Phthalates are among the most thoroughly studied families of compounds in the world. As such, it is not unusual for new studies to be reported every week. While some of these studies have suggested a link between phthalates and various human health effects, none has demonstrated an actual causal link (that phthalates are the cause of the effect). Because phthalates are found in many consumer products, most people are exposed to phthalates every day, but phthalates don’t migrate out of products easily and they don’t accumulate in our bodies. In fact, they begin to breakdown within minutes and are metabolized within 12 to 24 hours.

  • Phthalates are some of the most tested substances in commerce and have been reviewed by a variety of regulatory scientific bodies worldwide, including the U.S. Consumer Product Safety Commission (CPSC), the European Union (EU) Chemicals Bureau and the Australian National Industrial Chemicals Notification and Assessment Scheme in the Department of Health and Ageing (NICNAS), the Australian Government regulator of industrial chemicals.

  • The U.S. National Toxicology Program’s Center for the Evaluation of Risks to Human Reproduction (NTP CERHR) concluded that there was “minimal concern” regarding risk of developmental or reproductive effects from current exposure levels to diisononyl phthalate (DINP), that there was “minimal concern” regarding risk of developmental effects and “negligible concern” regarding risk of reproductive effects from current exposure levels to diisodecyl phthalate (DIDP).

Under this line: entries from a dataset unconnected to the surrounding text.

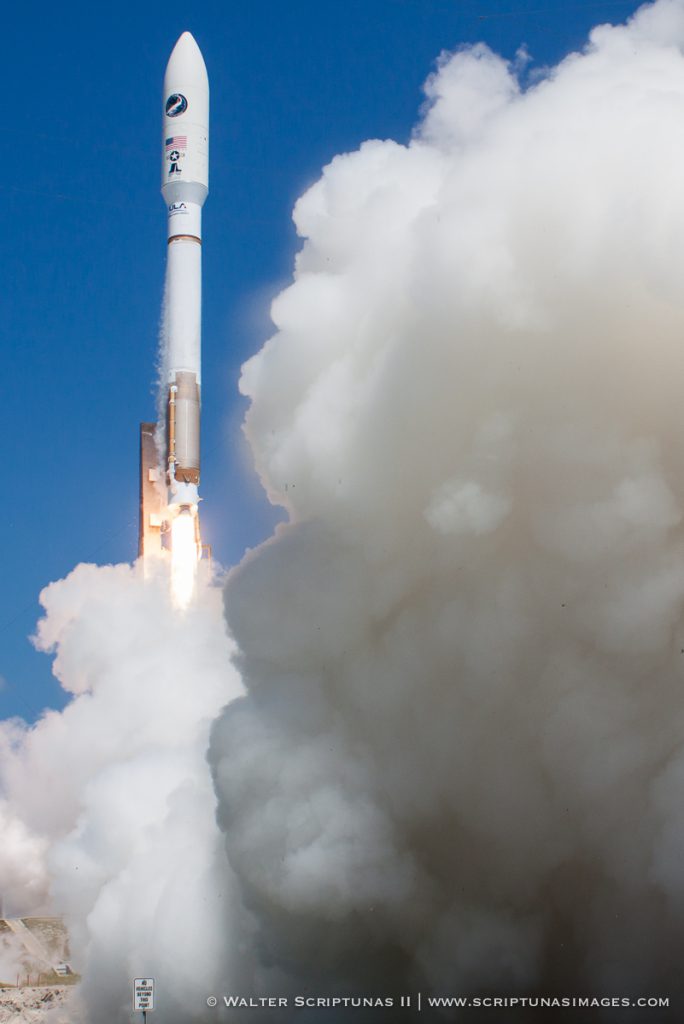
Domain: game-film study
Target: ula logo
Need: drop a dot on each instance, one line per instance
(176, 104)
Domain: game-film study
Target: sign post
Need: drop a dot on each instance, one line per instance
(143, 995)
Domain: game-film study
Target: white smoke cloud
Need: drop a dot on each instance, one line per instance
(110, 805)
(459, 762)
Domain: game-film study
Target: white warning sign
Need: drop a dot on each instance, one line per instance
(143, 993)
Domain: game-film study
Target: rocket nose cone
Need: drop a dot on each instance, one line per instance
(186, 62)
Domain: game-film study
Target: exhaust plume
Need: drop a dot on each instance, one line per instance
(459, 761)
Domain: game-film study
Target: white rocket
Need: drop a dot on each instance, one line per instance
(184, 187)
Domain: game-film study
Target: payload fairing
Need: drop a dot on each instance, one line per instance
(184, 187)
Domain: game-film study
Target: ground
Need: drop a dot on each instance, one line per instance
(31, 1006)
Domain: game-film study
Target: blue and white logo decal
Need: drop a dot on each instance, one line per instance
(175, 104)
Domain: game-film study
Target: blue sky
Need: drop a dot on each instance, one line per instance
(83, 242)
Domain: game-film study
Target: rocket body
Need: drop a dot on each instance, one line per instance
(184, 187)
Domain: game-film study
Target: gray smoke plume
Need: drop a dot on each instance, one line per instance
(458, 766)
(455, 759)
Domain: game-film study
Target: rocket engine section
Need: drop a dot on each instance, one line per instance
(183, 428)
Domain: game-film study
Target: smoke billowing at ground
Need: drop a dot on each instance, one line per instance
(459, 760)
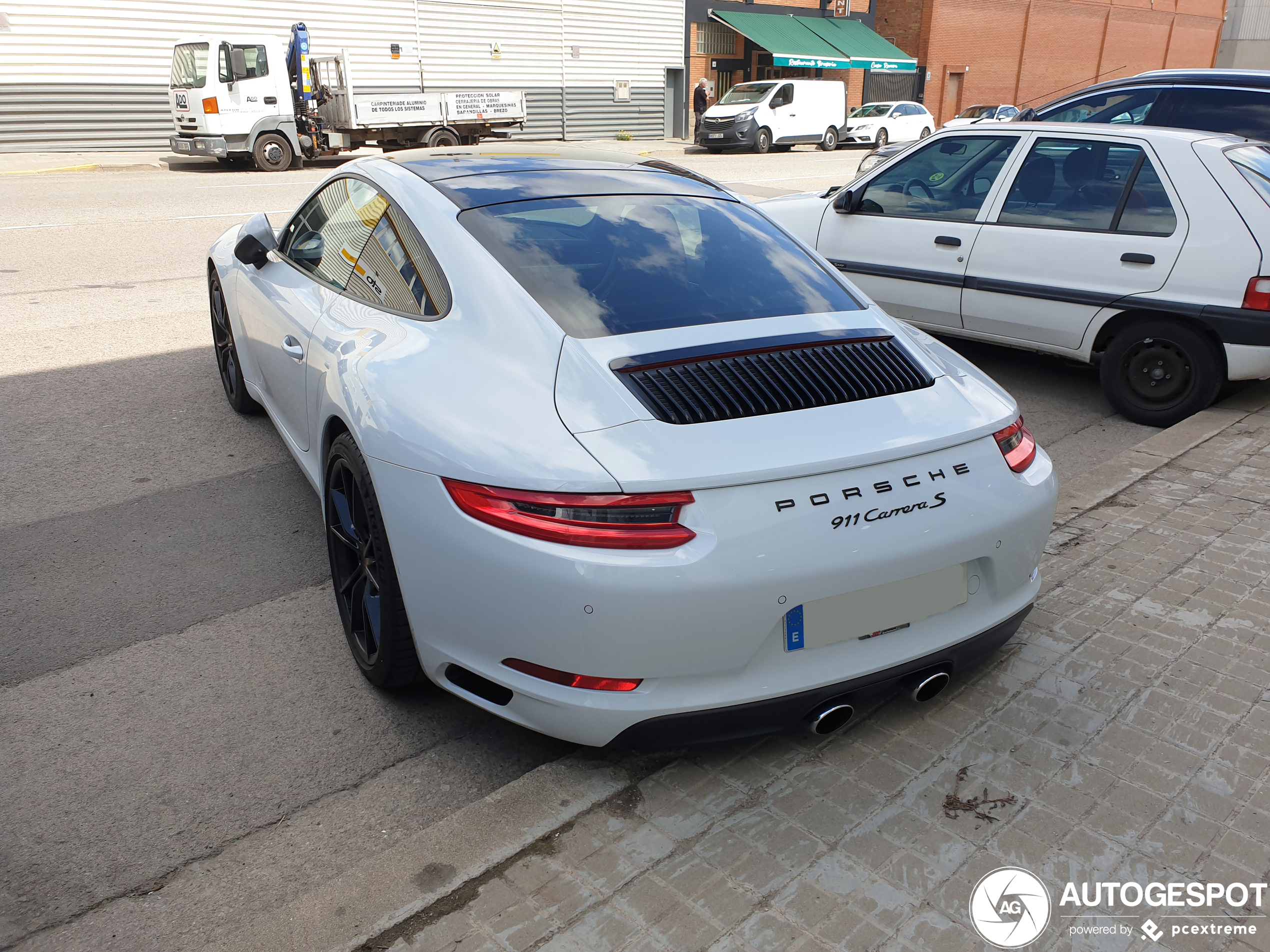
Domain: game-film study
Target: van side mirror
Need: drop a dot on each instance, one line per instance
(848, 201)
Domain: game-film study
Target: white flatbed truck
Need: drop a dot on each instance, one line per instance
(244, 99)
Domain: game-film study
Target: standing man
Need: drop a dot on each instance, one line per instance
(700, 102)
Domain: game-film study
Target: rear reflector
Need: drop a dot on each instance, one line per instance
(1016, 445)
(610, 521)
(572, 681)
(1258, 295)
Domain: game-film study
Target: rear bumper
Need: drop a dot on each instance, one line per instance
(779, 714)
(200, 145)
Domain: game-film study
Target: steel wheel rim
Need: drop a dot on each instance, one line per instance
(354, 563)
(1158, 372)
(222, 339)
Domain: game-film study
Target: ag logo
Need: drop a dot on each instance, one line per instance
(1010, 908)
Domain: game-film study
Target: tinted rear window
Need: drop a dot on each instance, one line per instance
(619, 264)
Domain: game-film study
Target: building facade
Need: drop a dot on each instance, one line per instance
(1026, 52)
(82, 76)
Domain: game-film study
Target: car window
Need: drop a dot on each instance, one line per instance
(1120, 106)
(257, 62)
(1089, 184)
(190, 66)
(1242, 112)
(619, 264)
(1254, 164)
(946, 179)
(351, 236)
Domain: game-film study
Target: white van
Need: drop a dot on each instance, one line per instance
(775, 114)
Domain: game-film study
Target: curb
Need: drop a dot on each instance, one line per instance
(1122, 471)
(469, 845)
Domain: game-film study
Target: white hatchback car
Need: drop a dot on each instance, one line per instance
(1132, 248)
(888, 122)
(612, 456)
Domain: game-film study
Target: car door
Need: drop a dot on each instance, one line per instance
(1085, 222)
(282, 301)
(915, 225)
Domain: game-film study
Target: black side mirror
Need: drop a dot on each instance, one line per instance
(848, 201)
(256, 241)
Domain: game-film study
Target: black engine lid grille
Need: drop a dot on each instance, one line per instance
(778, 375)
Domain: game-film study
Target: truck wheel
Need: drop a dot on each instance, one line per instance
(442, 139)
(272, 153)
(1158, 372)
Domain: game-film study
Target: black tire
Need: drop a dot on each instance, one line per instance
(272, 153)
(361, 569)
(1158, 372)
(226, 351)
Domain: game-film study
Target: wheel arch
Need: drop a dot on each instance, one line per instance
(1122, 320)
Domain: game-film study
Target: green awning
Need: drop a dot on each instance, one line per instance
(818, 43)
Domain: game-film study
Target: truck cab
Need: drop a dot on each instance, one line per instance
(232, 98)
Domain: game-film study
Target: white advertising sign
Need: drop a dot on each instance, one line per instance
(404, 109)
(484, 107)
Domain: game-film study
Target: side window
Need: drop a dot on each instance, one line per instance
(946, 179)
(1242, 112)
(1120, 106)
(1090, 186)
(350, 236)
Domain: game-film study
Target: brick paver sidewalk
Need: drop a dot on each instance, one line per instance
(1130, 718)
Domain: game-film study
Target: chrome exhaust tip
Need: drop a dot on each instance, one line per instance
(930, 686)
(830, 719)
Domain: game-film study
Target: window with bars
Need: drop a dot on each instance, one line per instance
(716, 38)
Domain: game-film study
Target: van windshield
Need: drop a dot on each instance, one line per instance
(747, 93)
(619, 264)
(190, 66)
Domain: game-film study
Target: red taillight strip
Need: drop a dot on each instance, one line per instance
(494, 507)
(1016, 445)
(572, 681)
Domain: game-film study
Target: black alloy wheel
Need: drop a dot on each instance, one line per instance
(361, 569)
(272, 153)
(226, 351)
(1160, 372)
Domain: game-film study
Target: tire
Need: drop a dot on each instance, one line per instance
(226, 351)
(272, 153)
(361, 569)
(1158, 372)
(442, 139)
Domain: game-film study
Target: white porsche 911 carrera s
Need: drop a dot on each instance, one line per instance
(606, 452)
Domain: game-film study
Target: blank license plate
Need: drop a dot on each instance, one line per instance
(874, 611)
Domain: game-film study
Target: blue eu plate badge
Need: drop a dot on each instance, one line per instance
(794, 629)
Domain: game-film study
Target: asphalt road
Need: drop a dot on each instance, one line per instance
(177, 704)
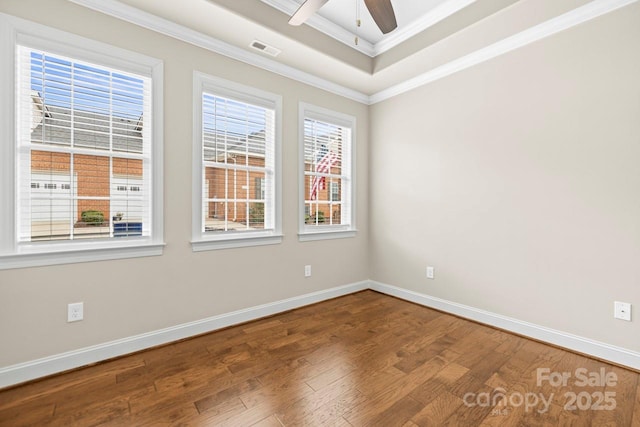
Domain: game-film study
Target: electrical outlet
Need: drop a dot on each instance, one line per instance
(430, 272)
(622, 310)
(75, 312)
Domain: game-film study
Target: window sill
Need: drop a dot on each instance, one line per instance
(73, 255)
(235, 241)
(309, 236)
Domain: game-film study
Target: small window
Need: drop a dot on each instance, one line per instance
(326, 147)
(236, 198)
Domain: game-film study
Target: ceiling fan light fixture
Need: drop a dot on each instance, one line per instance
(265, 48)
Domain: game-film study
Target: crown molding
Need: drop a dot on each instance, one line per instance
(548, 28)
(155, 23)
(433, 17)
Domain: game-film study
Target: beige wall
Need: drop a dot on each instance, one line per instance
(128, 297)
(523, 183)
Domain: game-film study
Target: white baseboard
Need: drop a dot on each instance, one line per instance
(34, 369)
(22, 372)
(607, 352)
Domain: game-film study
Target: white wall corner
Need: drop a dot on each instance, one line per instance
(27, 371)
(589, 347)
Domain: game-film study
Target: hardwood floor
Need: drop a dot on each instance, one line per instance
(361, 360)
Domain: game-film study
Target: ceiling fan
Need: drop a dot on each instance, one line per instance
(380, 10)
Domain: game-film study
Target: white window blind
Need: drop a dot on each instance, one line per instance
(238, 163)
(84, 150)
(327, 174)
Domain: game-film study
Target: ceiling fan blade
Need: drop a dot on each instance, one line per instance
(305, 10)
(382, 13)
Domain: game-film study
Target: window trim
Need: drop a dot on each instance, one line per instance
(13, 254)
(322, 232)
(201, 241)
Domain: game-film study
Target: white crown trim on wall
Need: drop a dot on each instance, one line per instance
(548, 28)
(570, 19)
(163, 26)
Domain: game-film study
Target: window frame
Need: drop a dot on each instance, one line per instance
(321, 232)
(201, 240)
(13, 254)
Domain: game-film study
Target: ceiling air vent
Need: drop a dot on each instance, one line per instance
(264, 48)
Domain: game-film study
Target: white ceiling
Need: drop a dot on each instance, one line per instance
(337, 19)
(431, 41)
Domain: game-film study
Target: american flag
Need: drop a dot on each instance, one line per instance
(323, 165)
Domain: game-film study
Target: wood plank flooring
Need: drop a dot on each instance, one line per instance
(365, 359)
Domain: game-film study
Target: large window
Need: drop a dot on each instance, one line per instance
(327, 140)
(236, 155)
(87, 153)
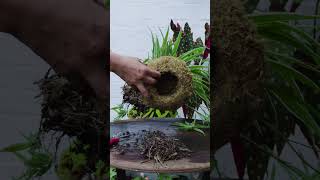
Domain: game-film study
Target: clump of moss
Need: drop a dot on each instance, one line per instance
(174, 85)
(237, 70)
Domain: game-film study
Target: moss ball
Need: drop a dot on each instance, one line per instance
(173, 87)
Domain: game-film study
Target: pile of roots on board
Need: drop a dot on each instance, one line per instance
(156, 145)
(67, 107)
(153, 145)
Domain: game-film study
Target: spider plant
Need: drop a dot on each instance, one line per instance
(167, 47)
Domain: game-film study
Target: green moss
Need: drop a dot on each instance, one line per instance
(168, 94)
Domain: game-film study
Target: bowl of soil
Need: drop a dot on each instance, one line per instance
(156, 145)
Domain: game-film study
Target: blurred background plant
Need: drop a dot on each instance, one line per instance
(292, 96)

  • The U.S. Consumer Product Safety Commission (CPSC) Chronic Hazard Advisory Panel (CHAP) on DINP in 2001 and the CPSC staff in 2002 both concluded that exposure to DINP from mouthing soft plastic toys would be expected to pose a minimal to non-existent risk of injury for the majority of children. In October 2017, CPSC proposed to make the ban on the use of DINP in toys and child care articles permanent and lift the restriction on the use of DIDP and DnOP in toys and child care articles.

In October 2017, Environment and Climate Change Canada released their Draft Screening Assessment for the Phthalate Substance Grouping, noting that their cumulative risk assessment used a conservative hazard index (HI) approach and showed “no concern for potential cumulative risk of medium-chain phthalates [including DINP] for the general Canadian population, specifically the more sensitive subpopulations (pregnant women/women of childbearing age, infants, and children) at current exposure levels.”